Today’s Topics

Welcome to R! We’ll go over some brief introductory information on how to get started programming in R and R Studio, exploratory data analysis, and helpful coding resources.

  1. Packages and Libraries
  2. Variables and Data
  3. Exploratory Data Analysis
  4. Resources
  5. Challenge!

Packages and Libraries

One of the most helpful tools to an R programmer are R packages! In a nutshell, an R package is a toolbox that can have a variety of things that can be useful to you (datasets, functions, etc.). Packages are stored in a library in R. You already have some R packages installed - let’s use the library() function to see which packages you have.

library()

A new window should have opened up with a list of packages and a short description!

Note

We used the library() function within a code chunk (discussed last video). We use code chunks in R Markdowns so that R can differentiate between normal text, like this, and code.

  • The keyboard shortcut to create a code chunk is

    • For mac: Cmd + option + i
    • For PC: Ctrl + alt + i
  • The beginning of a code chunk will always start with three dashes followed by {r} and end with three dashes

Installing a Package

Let’s say you want to start using the tidyverse package to make cool visualizations, but haven’t installed it yet. Run the following code in the console to install it: install.packages(“tidyverse”)

Hint: The console with the code you need to write is pictured below

Note: it’s very important to follow the coding syntax (make sure the package name is in quotes within the parentheses).

Let’s double check to see if it installed correctly using the following code:

system.file(package = "tidyverse") # input the name of the package in quotes
## [1] "/Library/Frameworks/R.framework/Versions/4.1-arm64/Resources/library/tidyverse"
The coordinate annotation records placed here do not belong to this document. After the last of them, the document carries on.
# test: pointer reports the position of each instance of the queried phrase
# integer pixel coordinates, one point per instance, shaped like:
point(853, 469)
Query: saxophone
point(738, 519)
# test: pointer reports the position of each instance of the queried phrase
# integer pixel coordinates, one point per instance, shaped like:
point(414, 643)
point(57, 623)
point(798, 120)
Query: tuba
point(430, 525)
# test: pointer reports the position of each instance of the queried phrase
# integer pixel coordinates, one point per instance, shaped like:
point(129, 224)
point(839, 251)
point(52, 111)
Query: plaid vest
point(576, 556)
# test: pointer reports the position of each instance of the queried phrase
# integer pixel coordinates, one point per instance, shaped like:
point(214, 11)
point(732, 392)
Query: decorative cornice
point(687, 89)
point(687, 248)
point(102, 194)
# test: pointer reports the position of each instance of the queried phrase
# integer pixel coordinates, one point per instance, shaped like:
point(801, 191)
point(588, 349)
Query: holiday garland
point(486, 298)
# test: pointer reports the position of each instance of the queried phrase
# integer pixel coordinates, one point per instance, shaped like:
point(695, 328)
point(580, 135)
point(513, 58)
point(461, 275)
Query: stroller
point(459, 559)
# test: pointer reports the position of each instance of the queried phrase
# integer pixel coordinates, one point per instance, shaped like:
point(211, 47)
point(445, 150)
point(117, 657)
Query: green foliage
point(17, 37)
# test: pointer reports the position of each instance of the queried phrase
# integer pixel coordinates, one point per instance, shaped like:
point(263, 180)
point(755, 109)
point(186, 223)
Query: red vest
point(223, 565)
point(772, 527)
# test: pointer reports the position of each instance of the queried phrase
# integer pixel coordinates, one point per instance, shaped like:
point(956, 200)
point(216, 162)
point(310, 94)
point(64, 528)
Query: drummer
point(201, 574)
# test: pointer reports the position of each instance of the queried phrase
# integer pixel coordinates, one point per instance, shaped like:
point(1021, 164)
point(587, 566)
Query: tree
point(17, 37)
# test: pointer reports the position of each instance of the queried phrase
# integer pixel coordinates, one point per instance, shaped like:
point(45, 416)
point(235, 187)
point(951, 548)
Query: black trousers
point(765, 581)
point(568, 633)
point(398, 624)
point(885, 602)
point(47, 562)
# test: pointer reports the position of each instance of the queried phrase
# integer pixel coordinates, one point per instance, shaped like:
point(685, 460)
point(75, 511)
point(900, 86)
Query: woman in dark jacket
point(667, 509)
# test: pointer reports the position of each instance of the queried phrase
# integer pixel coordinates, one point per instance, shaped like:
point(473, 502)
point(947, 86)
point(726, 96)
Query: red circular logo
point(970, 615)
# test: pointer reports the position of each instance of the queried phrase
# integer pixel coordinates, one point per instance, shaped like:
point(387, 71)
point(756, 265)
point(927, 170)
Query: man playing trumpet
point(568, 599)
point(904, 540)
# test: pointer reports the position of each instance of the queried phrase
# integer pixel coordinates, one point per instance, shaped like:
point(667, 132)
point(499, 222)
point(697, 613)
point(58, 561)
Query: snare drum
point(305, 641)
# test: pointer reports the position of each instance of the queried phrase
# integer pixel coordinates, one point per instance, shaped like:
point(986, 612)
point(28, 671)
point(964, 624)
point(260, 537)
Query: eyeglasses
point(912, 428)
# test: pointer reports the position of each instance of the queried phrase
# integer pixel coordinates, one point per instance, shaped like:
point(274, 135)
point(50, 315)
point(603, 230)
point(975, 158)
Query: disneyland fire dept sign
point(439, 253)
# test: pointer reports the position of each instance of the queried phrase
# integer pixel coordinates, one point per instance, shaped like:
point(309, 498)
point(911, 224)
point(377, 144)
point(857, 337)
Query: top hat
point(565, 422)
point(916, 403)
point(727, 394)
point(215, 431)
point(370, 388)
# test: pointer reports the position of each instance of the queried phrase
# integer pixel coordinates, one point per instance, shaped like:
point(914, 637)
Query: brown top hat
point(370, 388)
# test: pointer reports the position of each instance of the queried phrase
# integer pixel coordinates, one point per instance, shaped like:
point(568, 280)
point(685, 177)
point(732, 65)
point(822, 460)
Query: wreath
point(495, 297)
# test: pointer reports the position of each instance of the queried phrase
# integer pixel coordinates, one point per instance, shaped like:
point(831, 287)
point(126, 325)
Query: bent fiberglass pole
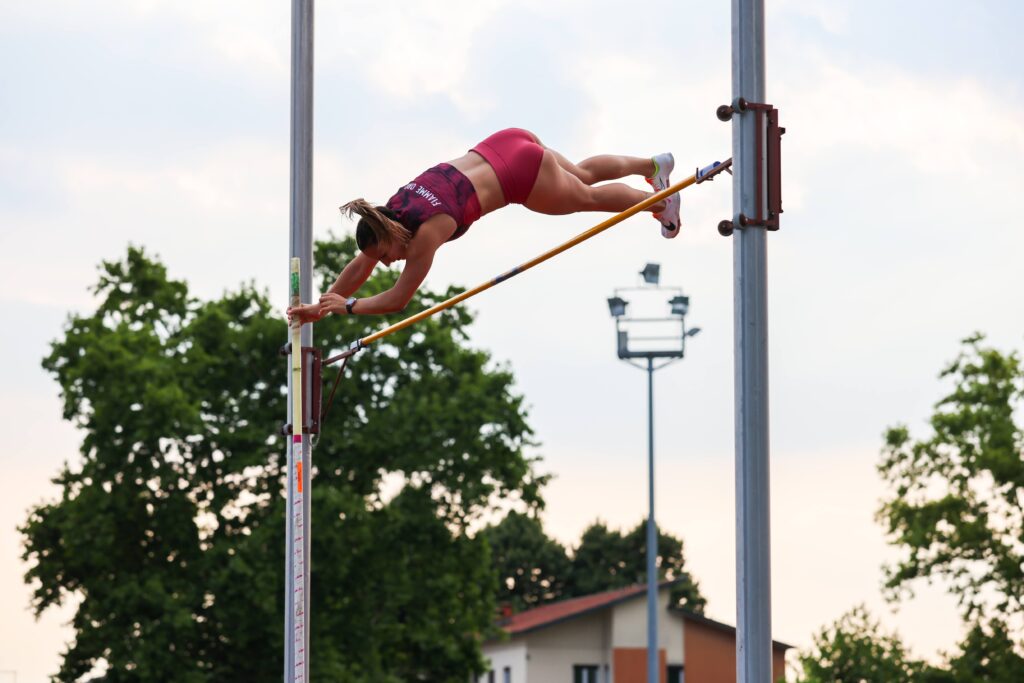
point(706, 173)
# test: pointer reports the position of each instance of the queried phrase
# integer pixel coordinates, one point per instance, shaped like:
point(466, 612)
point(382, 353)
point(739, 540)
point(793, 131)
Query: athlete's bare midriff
point(488, 190)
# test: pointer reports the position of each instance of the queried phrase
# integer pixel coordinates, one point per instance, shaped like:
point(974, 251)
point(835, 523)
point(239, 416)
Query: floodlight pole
point(297, 557)
point(754, 663)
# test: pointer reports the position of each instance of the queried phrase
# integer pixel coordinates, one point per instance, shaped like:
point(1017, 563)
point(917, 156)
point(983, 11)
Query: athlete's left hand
point(309, 312)
point(333, 303)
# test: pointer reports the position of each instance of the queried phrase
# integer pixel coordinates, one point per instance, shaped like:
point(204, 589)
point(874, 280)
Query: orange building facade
point(602, 638)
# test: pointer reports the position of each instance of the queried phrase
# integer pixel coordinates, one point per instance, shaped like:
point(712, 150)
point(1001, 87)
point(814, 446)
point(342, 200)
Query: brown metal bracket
point(768, 143)
point(311, 389)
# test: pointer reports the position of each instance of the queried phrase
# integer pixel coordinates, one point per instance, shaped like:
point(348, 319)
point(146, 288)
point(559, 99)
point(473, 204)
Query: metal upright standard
point(753, 215)
point(300, 286)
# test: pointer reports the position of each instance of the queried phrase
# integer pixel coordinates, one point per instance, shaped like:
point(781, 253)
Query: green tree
point(531, 568)
point(954, 499)
point(854, 649)
point(607, 559)
point(987, 654)
point(168, 534)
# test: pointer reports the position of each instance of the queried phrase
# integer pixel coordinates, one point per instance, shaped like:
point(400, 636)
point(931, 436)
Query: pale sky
point(164, 123)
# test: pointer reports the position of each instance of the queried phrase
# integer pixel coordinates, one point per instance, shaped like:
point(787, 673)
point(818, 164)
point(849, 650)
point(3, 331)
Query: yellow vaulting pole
point(583, 237)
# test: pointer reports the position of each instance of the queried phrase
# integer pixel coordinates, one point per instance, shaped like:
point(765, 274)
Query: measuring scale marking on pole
point(298, 519)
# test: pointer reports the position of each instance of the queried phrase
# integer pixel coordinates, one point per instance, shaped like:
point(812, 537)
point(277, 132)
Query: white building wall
point(511, 654)
point(629, 626)
point(554, 650)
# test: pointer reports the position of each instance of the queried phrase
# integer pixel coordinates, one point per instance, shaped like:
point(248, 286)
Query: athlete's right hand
point(309, 312)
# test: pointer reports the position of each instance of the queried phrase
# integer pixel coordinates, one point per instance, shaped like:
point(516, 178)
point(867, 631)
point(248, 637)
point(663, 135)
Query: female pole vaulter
point(438, 206)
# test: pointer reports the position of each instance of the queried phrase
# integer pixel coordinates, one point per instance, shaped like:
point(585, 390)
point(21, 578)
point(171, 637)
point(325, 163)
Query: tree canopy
point(535, 569)
point(954, 509)
point(954, 502)
point(168, 534)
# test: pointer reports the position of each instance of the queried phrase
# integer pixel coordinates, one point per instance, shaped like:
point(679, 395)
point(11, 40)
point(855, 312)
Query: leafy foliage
point(168, 535)
point(534, 569)
point(531, 568)
point(607, 559)
point(854, 649)
point(954, 503)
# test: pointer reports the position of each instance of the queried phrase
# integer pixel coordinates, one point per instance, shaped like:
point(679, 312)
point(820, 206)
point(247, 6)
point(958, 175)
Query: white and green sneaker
point(670, 217)
point(664, 164)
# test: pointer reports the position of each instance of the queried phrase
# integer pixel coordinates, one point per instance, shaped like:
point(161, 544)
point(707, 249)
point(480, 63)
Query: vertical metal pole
point(652, 673)
point(751, 319)
point(297, 560)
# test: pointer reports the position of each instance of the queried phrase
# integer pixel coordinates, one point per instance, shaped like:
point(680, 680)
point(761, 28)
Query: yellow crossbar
point(583, 237)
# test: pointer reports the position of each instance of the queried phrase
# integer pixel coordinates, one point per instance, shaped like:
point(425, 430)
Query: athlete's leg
point(558, 190)
point(605, 167)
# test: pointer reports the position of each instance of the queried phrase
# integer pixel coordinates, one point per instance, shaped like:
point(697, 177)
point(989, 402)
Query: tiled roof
point(564, 609)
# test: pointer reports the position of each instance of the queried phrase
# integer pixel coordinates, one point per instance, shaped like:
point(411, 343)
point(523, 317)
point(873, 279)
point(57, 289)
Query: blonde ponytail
point(375, 225)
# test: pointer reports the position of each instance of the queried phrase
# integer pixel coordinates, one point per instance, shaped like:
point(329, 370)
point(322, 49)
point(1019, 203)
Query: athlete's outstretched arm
point(419, 258)
point(350, 280)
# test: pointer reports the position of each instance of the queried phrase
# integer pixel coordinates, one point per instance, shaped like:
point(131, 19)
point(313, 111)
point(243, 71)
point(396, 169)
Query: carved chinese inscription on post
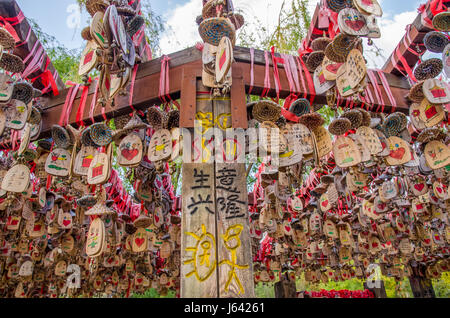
point(234, 247)
point(229, 201)
point(204, 201)
point(198, 245)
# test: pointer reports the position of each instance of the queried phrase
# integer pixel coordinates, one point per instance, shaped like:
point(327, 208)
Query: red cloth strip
point(276, 72)
point(80, 113)
point(267, 76)
point(94, 101)
point(387, 89)
point(252, 72)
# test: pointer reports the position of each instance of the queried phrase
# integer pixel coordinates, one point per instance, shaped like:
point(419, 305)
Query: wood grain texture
point(198, 277)
point(233, 230)
point(185, 69)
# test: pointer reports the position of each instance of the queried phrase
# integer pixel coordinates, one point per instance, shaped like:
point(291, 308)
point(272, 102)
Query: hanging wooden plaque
point(437, 155)
point(6, 87)
point(88, 58)
point(130, 151)
point(160, 147)
point(95, 238)
point(414, 115)
point(352, 22)
point(446, 60)
point(323, 141)
point(346, 152)
point(2, 121)
point(58, 163)
point(400, 152)
point(140, 241)
point(356, 67)
point(362, 147)
point(330, 69)
point(17, 179)
point(83, 160)
point(224, 59)
point(301, 135)
point(325, 204)
point(321, 84)
point(436, 91)
point(296, 204)
point(369, 7)
point(98, 31)
point(343, 82)
point(431, 114)
point(117, 28)
point(99, 170)
point(292, 154)
point(371, 139)
point(16, 114)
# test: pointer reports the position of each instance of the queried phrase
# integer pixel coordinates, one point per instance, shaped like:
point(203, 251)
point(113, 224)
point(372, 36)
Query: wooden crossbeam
point(10, 9)
point(417, 32)
point(313, 27)
point(185, 68)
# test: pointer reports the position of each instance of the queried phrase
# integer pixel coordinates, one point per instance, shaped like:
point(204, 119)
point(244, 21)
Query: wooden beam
point(10, 9)
point(185, 67)
point(417, 33)
point(314, 26)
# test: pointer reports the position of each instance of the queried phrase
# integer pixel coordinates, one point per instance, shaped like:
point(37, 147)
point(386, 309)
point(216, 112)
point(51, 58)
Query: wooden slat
point(417, 33)
point(147, 88)
point(199, 277)
point(188, 96)
point(238, 105)
point(233, 231)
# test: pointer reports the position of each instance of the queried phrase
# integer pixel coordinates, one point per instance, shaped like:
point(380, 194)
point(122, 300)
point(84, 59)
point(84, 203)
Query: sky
point(62, 19)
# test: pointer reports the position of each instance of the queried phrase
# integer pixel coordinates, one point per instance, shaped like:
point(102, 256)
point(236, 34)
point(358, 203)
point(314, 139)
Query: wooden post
point(216, 258)
point(421, 287)
point(233, 229)
point(198, 229)
point(285, 288)
point(379, 292)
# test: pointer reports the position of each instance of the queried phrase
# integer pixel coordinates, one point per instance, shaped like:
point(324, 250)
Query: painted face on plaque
point(160, 147)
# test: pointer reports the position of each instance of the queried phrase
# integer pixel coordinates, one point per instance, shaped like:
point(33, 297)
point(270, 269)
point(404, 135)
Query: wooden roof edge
point(10, 9)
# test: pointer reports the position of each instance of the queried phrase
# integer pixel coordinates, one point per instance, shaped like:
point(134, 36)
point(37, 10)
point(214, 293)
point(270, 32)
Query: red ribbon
point(266, 77)
point(276, 73)
point(94, 101)
point(8, 24)
point(48, 79)
point(387, 88)
point(82, 106)
point(252, 72)
point(304, 49)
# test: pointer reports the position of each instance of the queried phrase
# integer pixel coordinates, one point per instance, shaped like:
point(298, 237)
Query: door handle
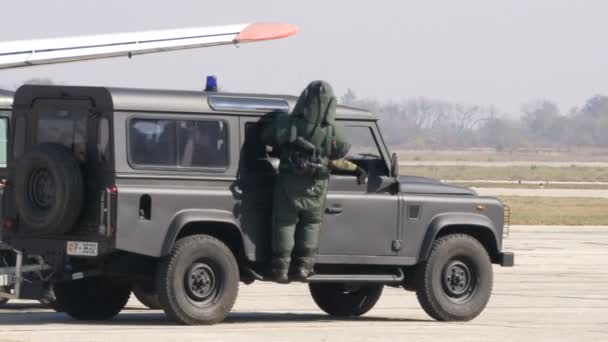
point(334, 210)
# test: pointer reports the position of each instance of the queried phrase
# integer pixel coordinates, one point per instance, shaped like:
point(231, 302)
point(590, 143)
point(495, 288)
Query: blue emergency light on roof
point(211, 84)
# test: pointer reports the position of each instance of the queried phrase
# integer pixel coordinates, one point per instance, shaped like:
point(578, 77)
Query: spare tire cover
point(48, 191)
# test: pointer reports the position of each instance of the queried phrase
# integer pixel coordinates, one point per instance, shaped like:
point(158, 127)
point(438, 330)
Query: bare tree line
point(422, 123)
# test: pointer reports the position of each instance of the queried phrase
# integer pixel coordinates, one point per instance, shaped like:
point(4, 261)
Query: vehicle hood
point(422, 185)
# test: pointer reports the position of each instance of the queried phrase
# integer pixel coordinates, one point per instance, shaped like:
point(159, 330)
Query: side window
point(364, 150)
point(20, 131)
point(177, 144)
point(3, 140)
point(152, 142)
point(103, 136)
point(202, 144)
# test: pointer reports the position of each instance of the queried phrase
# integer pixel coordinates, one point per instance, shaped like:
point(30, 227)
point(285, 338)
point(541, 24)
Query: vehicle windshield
point(363, 144)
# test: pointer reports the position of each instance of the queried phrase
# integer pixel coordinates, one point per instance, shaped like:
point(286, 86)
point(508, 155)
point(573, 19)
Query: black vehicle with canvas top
point(168, 195)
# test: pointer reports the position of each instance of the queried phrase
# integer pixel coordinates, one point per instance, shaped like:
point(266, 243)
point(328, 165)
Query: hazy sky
point(504, 53)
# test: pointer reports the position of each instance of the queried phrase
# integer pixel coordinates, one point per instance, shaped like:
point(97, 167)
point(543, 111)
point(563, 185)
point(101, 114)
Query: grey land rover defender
point(167, 194)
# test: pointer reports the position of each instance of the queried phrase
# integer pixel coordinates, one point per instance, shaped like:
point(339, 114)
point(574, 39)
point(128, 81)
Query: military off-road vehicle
point(168, 194)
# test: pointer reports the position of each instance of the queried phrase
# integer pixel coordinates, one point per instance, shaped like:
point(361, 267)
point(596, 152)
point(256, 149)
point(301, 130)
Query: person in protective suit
point(309, 144)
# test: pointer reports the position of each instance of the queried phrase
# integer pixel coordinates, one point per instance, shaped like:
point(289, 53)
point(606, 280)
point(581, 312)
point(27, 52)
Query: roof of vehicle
point(6, 99)
point(178, 101)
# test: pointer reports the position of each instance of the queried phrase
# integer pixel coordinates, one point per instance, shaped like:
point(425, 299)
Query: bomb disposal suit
point(308, 140)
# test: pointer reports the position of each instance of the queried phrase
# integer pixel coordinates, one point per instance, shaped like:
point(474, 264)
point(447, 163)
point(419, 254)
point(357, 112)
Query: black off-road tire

If you got a response giving you a file path - you’re all set! You successfully installed your first package!

Loading a Library

To be able to use the package and its functions in R Studio, we need to load the library (a library is where the package is stored). Run the following code to load the tidyverse library in your R session:

library(tidyverse) # put the name of the package/library in the parenthesis 

Awesome! Now we can access the many cool things that the tidyverse package can do for us. We’ll start using this package and its functions as we go along.

Check out the tidyverse package documentation

Variables

In order to easily access datasets and values, we need to store them somewhere! That’s what variables are for. Variables are containers for storing data values. Here are some basic rules for creating variables:

  1. They are created by using the <- or = sign.
  2. The coding syntax depends on what type of data value you are trying to store:
    1. Character strings are stored within quotations.
    2. Numeric values are not surrounded by any symbols (unless you are trying to create a series of numbers).

Let’s practice creating some variables:

  1. my_name
my_name <- "Victoria DelaCruz" # character strings are stored within quotations
my_name # run the name of your variable to see the output
## [1] "Victoria DelaCruz"
  1. my_age
my_age = 20 # numeric values do not need any quotations
my_age # run the name of your variable to see the output
## [1] 20
my_age + 5 # how old will you be in 5 years?
## [1] 25

Challenge 1

Create a my_name variable with your name assigned to the variable instead of “Victoria DelaCruz”. Then, create a my_age variable with your age.

Different Types of Data

Understanding the different types of data is crucial when building out your visualizations and throughout the data analysis process. It is super useful when trying to figure out what graph to use or what story you’re trying to tell through your data.

Qualitative vs. Quantitative

The main two types of data are qualitative and quantitative:

  • Qualitative data is categorical data, or an easier way to remember this is any values that are in words or letters. Common examples include gender, home town, etc. Sometimes, qualitative data can be presented as a numeric, but still have categorical/qualitative value (for example, postal codes).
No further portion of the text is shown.